By 2030, the level of “existing and potential threats will significantly increase,” Gerasimov said during a security conference in Moscow, according to Interfax.
Leading world powers will soon begin to struggle for fuel, energy and labor resources, as well as new markets in which to sell their goods; some powers will “actively use their military potential,” he explained.
He also observed that the sphere of combat is moving away from traditional battlegrounds – such as land and sea – to aerospace and information. Conflict zones in North Africa and the Middle East point to such changes in the use of military force, the general said.
The role of non-military instruments is also increasing, including information wars, secret operations and the use of the “protest potential of a population,” Gerasimov said, adding that such non-military means are often more effective than the use of military power.

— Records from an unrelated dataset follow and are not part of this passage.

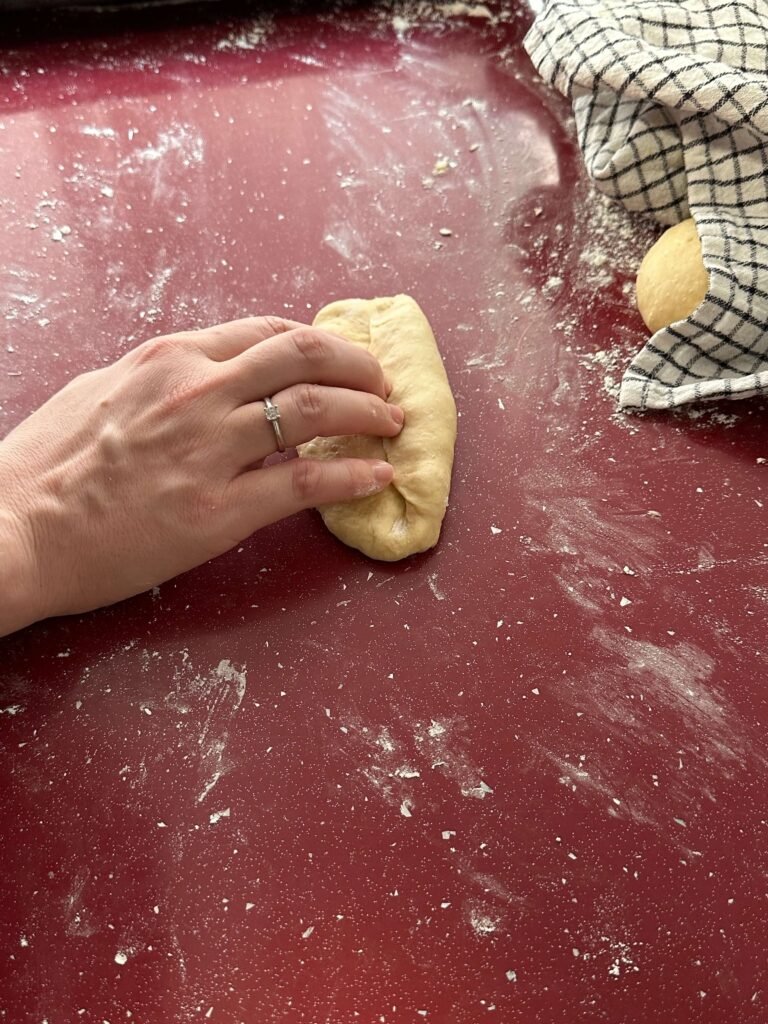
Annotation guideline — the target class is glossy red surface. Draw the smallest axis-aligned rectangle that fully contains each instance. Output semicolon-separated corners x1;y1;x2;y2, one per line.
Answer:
0;8;768;1024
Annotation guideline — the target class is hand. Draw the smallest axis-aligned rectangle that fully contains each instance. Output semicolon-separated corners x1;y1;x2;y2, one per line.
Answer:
0;317;402;635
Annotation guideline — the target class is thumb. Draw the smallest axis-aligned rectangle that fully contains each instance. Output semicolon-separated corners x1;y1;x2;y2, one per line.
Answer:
225;459;394;537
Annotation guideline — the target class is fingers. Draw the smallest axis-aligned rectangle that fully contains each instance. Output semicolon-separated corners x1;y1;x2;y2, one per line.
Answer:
181;316;311;362
222;327;389;403
225;384;403;467
227;459;394;538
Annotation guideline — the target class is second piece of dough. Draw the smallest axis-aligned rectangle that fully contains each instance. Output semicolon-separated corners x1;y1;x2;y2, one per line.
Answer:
637;217;710;334
299;295;457;561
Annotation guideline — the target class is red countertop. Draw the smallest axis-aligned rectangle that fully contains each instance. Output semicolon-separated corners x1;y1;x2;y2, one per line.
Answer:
0;4;768;1024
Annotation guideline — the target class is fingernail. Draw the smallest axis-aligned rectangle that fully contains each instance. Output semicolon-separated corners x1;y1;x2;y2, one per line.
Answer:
372;462;394;488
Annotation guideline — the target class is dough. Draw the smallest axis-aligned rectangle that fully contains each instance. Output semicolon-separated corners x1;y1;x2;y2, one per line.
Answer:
637;218;709;334
299;295;457;561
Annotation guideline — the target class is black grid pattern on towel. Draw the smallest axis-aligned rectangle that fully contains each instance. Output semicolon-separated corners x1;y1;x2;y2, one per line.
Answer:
525;0;768;409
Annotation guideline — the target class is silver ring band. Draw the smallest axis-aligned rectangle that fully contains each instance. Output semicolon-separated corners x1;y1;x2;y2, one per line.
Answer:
262;398;286;452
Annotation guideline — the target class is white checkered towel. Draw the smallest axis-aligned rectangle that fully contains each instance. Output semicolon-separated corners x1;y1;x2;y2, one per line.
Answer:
525;0;768;409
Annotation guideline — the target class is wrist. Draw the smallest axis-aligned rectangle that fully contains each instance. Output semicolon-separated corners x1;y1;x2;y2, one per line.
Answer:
0;499;45;637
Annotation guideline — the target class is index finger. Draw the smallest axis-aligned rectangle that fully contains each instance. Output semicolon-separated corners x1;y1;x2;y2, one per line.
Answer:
186;316;307;362
222;327;390;403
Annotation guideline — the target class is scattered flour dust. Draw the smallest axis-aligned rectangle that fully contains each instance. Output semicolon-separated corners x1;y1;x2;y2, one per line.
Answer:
165;657;248;806
339;715;494;818
381;0;507;37
216;16;274;53
469;906;501;938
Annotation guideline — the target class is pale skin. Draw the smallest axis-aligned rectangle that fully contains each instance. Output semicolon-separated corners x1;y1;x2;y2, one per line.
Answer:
0;316;403;636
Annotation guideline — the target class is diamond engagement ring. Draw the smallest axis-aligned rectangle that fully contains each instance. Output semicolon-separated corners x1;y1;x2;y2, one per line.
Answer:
262;398;286;452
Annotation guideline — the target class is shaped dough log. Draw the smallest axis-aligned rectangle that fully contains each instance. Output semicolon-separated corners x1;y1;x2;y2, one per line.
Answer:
299;295;457;561
637;217;710;334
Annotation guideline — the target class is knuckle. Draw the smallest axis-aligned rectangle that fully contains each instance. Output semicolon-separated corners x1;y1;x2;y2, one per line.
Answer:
133;334;183;366
293;459;323;505
292;330;331;366
295;384;326;421
261;315;290;334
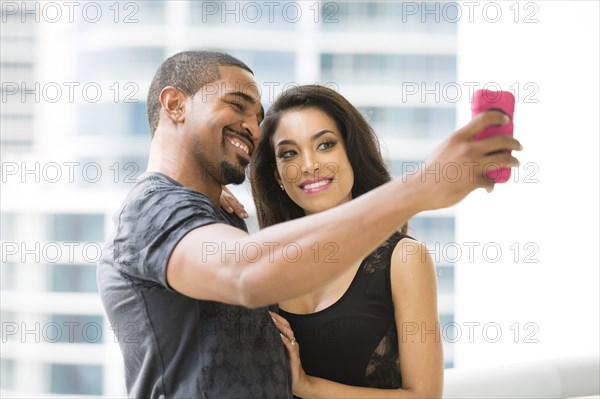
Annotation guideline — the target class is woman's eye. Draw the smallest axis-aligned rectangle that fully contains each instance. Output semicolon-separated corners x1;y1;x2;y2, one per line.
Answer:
317;141;335;150
231;102;244;111
277;150;296;158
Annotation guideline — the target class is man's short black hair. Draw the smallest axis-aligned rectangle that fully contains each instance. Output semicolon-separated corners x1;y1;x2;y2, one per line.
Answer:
147;51;254;137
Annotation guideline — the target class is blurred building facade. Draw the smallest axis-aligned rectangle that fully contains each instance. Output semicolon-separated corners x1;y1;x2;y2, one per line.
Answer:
0;1;456;397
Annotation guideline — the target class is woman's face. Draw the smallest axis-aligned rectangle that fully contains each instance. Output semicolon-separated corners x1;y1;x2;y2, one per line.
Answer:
272;108;354;215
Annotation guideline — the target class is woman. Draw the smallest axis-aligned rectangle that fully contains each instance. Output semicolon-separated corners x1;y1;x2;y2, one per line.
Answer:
252;86;443;398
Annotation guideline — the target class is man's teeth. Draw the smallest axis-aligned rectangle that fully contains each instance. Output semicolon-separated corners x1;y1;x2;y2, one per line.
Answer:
302;179;331;190
230;140;250;154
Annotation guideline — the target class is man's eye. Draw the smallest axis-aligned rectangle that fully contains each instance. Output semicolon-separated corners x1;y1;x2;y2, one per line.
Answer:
231;102;244;111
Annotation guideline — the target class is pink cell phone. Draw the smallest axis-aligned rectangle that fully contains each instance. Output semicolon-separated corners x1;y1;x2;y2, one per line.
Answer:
471;90;515;183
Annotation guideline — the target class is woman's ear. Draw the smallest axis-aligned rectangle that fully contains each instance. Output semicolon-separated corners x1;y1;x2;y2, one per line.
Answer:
273;168;283;190
160;86;187;124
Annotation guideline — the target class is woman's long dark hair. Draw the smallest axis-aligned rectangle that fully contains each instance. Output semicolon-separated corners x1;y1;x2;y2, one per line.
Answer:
249;85;407;233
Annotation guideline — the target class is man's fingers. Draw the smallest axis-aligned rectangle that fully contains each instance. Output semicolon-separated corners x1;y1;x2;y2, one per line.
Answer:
473;134;523;154
456;111;510;140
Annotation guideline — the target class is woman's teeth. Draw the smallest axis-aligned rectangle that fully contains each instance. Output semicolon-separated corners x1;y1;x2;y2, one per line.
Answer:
302;179;331;190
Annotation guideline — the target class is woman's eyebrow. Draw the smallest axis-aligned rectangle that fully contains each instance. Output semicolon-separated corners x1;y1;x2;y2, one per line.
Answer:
275;129;333;147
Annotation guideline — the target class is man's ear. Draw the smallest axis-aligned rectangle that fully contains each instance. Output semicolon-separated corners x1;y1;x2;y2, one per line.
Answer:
160;86;186;124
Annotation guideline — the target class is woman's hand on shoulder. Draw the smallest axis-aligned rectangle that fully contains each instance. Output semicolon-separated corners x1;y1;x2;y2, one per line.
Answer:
269;311;309;394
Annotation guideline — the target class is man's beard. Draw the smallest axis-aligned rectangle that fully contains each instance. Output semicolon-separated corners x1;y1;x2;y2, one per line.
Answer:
221;155;248;184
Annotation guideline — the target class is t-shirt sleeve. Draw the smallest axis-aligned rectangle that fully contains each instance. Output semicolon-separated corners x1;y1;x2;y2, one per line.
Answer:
113;181;219;289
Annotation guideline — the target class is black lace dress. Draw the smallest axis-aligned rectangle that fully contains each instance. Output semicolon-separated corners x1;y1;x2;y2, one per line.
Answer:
279;233;406;396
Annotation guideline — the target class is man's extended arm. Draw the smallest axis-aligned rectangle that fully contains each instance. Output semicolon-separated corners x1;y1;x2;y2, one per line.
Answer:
167;112;520;307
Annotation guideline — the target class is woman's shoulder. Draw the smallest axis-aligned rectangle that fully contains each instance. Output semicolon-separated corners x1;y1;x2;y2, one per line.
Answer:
390;236;435;276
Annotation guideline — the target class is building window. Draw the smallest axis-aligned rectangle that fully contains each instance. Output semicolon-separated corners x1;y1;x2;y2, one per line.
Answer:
52;264;98;292
320;1;460;35
408;216;454;250
0;359;15;389
77;98;150;138
50;364;103;395
321;54;456;85
360;107;456;139
50;214;104;242
51;314;103;344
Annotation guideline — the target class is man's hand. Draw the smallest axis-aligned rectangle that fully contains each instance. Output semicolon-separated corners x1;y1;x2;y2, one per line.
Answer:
403;111;522;210
221;186;248;219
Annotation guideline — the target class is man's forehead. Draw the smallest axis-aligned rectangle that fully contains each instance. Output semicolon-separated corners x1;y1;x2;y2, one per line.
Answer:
217;67;261;102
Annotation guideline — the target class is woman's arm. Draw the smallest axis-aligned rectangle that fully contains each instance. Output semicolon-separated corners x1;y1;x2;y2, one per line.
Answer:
272;239;444;399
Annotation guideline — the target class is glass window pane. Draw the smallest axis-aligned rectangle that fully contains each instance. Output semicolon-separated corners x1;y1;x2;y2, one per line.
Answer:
49;315;103;344
50;214;104;242
50;364;103;395
52;264;98;292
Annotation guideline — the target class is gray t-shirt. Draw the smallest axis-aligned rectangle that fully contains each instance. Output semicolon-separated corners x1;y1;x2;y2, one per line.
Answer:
98;173;292;399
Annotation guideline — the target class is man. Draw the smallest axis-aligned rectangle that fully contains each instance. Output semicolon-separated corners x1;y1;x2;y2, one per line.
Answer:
98;52;520;398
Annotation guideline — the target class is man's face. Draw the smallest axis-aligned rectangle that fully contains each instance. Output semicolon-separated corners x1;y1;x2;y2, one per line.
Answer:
185;66;264;185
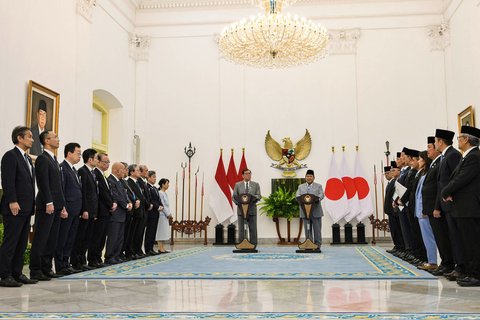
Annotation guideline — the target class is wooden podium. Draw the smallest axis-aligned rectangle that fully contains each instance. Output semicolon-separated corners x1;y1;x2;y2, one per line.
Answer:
295;193;321;253
233;193;258;253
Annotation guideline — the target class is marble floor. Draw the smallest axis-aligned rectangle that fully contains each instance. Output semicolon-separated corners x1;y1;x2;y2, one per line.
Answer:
0;242;480;318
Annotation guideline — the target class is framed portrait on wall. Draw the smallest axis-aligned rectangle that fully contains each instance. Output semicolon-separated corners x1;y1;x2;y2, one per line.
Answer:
27;80;60;156
458;106;475;132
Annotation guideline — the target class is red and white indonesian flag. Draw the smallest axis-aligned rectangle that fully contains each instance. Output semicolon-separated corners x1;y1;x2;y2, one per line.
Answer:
325;153;348;223
208;151;233;223
227;149;239;190
340;152;362;222
353;152;373;221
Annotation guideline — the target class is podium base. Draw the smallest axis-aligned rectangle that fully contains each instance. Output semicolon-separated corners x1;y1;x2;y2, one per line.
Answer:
298;239;319;251
295;248;322;253
232;249;258;253
233;239;258;252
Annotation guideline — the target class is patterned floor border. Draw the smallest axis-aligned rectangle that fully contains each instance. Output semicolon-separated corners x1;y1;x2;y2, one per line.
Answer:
0;312;480;320
60;247;436;280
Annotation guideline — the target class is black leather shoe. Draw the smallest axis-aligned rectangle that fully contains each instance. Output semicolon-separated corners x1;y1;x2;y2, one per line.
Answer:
431;266;453;277
0;276;23;288
56;268;72;277
457;277;480;287
443;270;464;281
30;271;50;281
14;274;38;284
82;264;95;271
67;266;82;274
43;270;61;278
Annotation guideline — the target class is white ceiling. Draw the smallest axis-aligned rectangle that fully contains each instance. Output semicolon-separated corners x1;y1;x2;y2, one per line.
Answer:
138;0;452;13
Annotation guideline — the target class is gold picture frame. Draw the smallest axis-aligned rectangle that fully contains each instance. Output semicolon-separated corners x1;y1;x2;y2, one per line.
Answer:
27;80;60;156
458;106;475;132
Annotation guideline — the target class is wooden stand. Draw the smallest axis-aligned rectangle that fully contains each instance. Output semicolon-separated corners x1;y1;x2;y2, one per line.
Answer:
168;217;211;245
369;214;390;245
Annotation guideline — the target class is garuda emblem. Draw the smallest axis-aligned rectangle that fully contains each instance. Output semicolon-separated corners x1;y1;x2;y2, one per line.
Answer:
265;130;312;177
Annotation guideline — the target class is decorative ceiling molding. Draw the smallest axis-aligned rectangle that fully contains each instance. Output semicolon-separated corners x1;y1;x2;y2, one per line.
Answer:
427;23;450;51
77;0;97;23
328;29;360;55
128;34;150;61
138;0;420;9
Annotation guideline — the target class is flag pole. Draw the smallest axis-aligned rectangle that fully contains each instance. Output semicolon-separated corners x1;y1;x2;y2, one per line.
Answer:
373;165;379;237
193;167;201;238
380;160;386;237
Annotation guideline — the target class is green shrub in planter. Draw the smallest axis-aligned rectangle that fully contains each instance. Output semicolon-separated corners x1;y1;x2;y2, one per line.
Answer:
259;187;299;221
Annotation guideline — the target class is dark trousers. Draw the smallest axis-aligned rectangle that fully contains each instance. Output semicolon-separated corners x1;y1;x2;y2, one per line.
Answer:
398;208;413;250
454;218;480;279
130;216;146;254
30;210;61;273
0;215;30;279
55;212;79;272
388;214;405;250
105;221;125;261
145;210;159;252
238;215;257;244
441;210;465;272
122;213;133;255
88;216;110;263
428;214;455;270
70;217;94;267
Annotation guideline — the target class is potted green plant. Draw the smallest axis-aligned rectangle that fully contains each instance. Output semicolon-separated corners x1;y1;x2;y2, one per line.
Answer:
259;187;302;243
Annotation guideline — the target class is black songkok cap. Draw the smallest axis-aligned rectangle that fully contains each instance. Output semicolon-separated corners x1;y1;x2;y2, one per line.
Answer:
460;126;480;138
435;129;455;141
405;149;420;158
38;100;47;112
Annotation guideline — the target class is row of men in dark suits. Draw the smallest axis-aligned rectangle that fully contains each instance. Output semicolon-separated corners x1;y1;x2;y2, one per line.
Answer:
384;126;480;286
0;126;162;287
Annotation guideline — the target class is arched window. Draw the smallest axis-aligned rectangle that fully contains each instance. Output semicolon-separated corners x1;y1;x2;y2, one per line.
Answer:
92;99;109;153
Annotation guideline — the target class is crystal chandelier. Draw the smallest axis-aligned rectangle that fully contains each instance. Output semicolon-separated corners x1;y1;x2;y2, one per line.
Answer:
218;0;328;68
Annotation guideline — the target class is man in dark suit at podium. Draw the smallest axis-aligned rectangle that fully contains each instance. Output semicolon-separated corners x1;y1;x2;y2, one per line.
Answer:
0;126;37;287
432;129;465;281
441;126;480;287
232;169;262;245
30;131;68;281
55;142;82;275
296;169;325;251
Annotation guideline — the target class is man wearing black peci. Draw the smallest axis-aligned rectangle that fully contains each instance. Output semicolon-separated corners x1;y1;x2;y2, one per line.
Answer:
432;129;465;281
0;126;37;287
71;149;98;270
441;126;480;287
88;153;117;268
422;137;455;270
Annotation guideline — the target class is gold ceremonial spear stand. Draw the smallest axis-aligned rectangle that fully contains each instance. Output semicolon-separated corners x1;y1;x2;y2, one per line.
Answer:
295;193;321;253
233;193;258;253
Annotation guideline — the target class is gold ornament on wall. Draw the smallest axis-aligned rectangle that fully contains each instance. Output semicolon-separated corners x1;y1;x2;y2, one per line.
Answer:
265;129;312;177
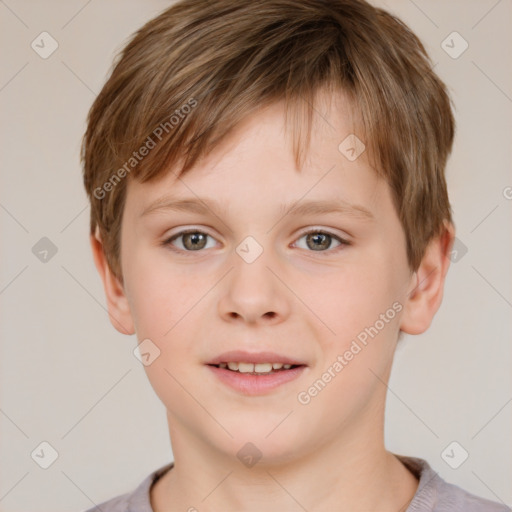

Given these challenges, Russia’s possession of state-of-the-art weaponry is a “vital condition for the country's existence,” Gerasimov said.
By 2015, the number of modern weapons and military hardware across Russia’s Armed Forces will reach at least 30 percent. And by the end of the decade, all guided missile brigades will be supplied with Iskander tactical missile systems.
However, priority is still being given to strategic nuclear forces to ensure deterrence, Gerasimov said. Russia plans to re-arm its nuclear arsenal with modern Topol-M and RS-24 Yars strategic missiles, new submarines, and modernized Tupolev Tu-160 and Tu-95MS bombers.